Google is reported to be planning to launch a wearable health ecosystem at the Google I/O event later this month, following a similar launch at Apple’s WWDC.
Google’s Fit service will aggregate data from popular health trackers including wearable devices, and will be launched at the Google I/O developer conference on 25 and 26 June, according to a Forbes report. It sounds remarkably similar to Apple’s HealthKit which also aggregates health data, and services from Samsung.
Google hasn’t said anything on the subject yet, but multiple sources say it will be announcing APIs to interface health data, alongside partnerships with fitness device makers. Online speculation is now wondering if the purported service will be an integral part of Google’s Android mobile operating system or an app running on Android devices.
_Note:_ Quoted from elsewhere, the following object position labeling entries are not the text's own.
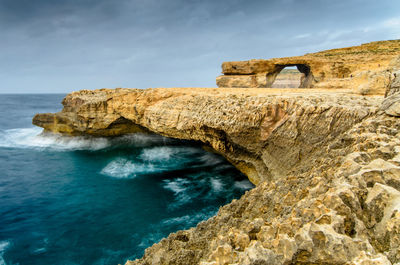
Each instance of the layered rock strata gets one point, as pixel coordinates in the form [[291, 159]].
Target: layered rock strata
[[365, 69], [326, 165]]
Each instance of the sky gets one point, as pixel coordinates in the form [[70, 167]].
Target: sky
[[59, 46]]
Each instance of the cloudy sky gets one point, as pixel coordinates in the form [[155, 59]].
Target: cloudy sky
[[53, 46]]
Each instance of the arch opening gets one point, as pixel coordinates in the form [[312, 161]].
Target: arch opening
[[290, 76]]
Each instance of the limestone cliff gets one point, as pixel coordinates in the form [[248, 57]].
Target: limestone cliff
[[326, 164], [365, 69]]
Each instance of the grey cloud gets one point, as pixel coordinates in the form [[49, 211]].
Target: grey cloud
[[64, 45]]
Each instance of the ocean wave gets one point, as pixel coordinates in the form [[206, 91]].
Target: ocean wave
[[181, 189], [216, 185], [161, 153], [243, 185], [191, 219], [124, 168], [3, 246], [34, 138]]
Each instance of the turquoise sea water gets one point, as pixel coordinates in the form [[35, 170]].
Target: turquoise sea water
[[96, 200]]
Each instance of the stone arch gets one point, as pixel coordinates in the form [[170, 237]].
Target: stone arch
[[305, 82]]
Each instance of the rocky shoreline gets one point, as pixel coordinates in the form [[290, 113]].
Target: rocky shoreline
[[326, 163]]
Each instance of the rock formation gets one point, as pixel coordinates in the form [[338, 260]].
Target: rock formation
[[326, 164], [365, 69]]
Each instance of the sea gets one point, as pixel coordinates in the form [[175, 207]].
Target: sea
[[82, 200]]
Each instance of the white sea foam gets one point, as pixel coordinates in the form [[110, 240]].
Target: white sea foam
[[124, 168], [190, 220], [180, 187], [217, 185], [161, 153], [33, 138], [3, 246], [244, 185], [36, 139], [143, 140]]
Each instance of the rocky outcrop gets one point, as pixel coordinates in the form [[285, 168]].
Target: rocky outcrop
[[326, 164], [265, 134], [365, 69]]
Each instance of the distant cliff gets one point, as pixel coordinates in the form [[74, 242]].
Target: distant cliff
[[364, 69], [326, 163]]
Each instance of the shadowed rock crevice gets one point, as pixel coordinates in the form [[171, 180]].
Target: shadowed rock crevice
[[306, 79]]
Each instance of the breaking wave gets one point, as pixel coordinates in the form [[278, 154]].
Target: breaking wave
[[124, 168], [3, 246], [34, 138]]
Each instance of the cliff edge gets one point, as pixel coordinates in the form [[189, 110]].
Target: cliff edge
[[326, 164]]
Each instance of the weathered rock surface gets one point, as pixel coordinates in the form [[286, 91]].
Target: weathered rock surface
[[326, 164], [366, 69], [265, 134]]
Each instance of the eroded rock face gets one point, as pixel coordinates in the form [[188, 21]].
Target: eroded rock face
[[326, 164], [366, 69], [265, 134]]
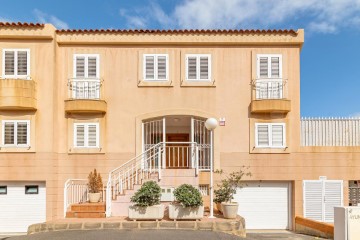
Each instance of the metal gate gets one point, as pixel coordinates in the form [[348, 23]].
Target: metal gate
[[201, 136]]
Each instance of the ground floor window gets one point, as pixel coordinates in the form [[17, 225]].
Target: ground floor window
[[86, 135]]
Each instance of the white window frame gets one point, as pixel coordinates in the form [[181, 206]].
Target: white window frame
[[86, 135], [86, 56], [15, 122], [268, 56], [156, 67], [198, 56], [270, 135], [16, 76]]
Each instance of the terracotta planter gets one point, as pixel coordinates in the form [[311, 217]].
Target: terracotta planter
[[218, 206], [176, 211], [229, 209], [155, 212], [94, 197]]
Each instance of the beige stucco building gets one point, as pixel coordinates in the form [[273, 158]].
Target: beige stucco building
[[75, 100]]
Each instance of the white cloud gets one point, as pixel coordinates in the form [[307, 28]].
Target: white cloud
[[5, 20], [142, 17], [324, 16], [47, 18]]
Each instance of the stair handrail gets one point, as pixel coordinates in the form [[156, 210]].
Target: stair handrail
[[132, 163], [141, 162]]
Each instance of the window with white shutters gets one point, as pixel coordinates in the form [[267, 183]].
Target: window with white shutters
[[156, 67], [320, 197], [198, 67], [86, 66], [16, 133], [86, 135], [16, 63], [270, 135], [269, 66]]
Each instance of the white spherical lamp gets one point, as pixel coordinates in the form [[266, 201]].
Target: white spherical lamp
[[211, 124]]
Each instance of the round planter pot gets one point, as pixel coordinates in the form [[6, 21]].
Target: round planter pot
[[229, 209], [218, 206], [94, 197]]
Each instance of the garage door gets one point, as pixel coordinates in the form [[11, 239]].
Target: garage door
[[21, 204], [264, 205]]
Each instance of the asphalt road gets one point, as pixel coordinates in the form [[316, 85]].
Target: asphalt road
[[153, 235]]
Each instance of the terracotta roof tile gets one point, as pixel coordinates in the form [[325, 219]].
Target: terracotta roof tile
[[21, 24], [181, 31]]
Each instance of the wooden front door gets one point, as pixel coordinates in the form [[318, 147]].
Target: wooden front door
[[177, 155]]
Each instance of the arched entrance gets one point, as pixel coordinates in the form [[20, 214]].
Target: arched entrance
[[185, 139]]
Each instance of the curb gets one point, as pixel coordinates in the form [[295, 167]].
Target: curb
[[235, 227]]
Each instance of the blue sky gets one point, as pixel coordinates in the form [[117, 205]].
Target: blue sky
[[330, 59]]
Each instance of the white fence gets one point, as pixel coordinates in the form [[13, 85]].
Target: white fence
[[330, 132]]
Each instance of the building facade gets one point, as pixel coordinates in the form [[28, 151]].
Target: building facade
[[75, 100]]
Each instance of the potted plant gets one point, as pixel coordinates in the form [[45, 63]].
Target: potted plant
[[147, 203], [188, 205], [226, 190], [95, 186]]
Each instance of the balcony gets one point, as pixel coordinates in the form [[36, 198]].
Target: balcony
[[17, 94], [84, 96], [270, 96]]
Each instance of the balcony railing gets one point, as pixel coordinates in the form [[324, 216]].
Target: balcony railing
[[269, 89], [84, 88]]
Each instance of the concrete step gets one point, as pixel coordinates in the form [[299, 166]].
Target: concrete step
[[120, 208], [88, 207], [85, 215]]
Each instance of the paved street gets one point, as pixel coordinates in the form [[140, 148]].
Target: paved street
[[154, 234]]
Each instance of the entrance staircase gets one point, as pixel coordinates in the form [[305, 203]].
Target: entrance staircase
[[169, 164]]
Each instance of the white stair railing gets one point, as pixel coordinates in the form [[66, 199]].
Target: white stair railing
[[133, 172], [153, 160]]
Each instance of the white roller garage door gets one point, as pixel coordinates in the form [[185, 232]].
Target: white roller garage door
[[21, 204], [265, 205]]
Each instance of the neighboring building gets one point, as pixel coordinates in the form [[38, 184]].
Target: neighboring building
[[75, 100]]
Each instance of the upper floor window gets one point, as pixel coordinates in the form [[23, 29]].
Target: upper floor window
[[198, 67], [86, 65], [86, 135], [156, 67], [16, 63], [16, 133], [270, 135], [269, 66]]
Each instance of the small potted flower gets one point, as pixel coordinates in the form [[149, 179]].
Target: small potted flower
[[227, 188], [188, 204], [147, 203], [95, 186]]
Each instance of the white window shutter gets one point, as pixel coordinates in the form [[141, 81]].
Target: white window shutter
[[277, 135], [92, 67], [22, 133], [263, 65], [191, 68], [22, 64], [263, 135], [9, 63], [150, 67], [275, 67], [9, 133], [92, 135], [204, 68], [161, 67], [80, 135], [333, 198], [313, 200], [80, 67]]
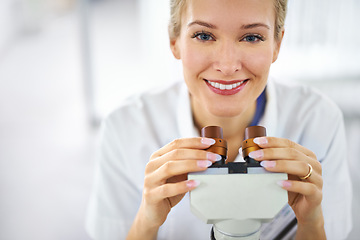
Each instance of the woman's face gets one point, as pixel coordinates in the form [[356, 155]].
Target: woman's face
[[226, 48]]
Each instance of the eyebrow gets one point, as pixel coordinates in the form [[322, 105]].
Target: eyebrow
[[246, 26], [205, 24], [255, 25]]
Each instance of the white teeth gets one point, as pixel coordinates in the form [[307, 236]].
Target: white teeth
[[225, 86]]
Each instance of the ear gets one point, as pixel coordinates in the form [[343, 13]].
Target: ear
[[278, 45], [174, 42]]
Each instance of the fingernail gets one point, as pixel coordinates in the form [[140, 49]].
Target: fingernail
[[192, 183], [260, 140], [213, 156], [259, 154], [208, 141], [284, 184], [268, 164], [204, 163]]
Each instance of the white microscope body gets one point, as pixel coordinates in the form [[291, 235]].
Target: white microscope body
[[236, 197], [237, 203]]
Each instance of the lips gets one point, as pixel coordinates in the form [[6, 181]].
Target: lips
[[226, 87]]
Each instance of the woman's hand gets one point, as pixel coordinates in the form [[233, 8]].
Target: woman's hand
[[305, 195], [166, 181]]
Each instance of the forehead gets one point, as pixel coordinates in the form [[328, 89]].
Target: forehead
[[230, 13]]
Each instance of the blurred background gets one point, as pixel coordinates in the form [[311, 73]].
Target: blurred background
[[65, 64]]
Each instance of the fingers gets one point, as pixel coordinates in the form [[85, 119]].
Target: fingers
[[179, 155], [273, 142], [296, 168], [188, 143], [284, 149], [175, 168]]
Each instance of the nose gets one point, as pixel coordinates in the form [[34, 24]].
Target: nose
[[227, 58]]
Google had a previous offering called Google Health, before the current excitement over wearable devices created the prospect of a surge of health data to organise. Google Health was closed in 2012, as part of a purge by Larry Page of a lot of Google experimental projects.
Google still has plenty of blue sky work going on however. Its Calico project, launched in September, is a “moonshot” effort designed to combat aging, which has been snapping up prominent genetecists and other scientists. It most recently employed Cynthia Kenyon, ageneticist from the University of California whose work has doubled the lifespan of a species of roundworms.
A data aggregator for health tracker data is not a bid to extend human life, however, more of an effort to fend off competition from other players in a potentially big market.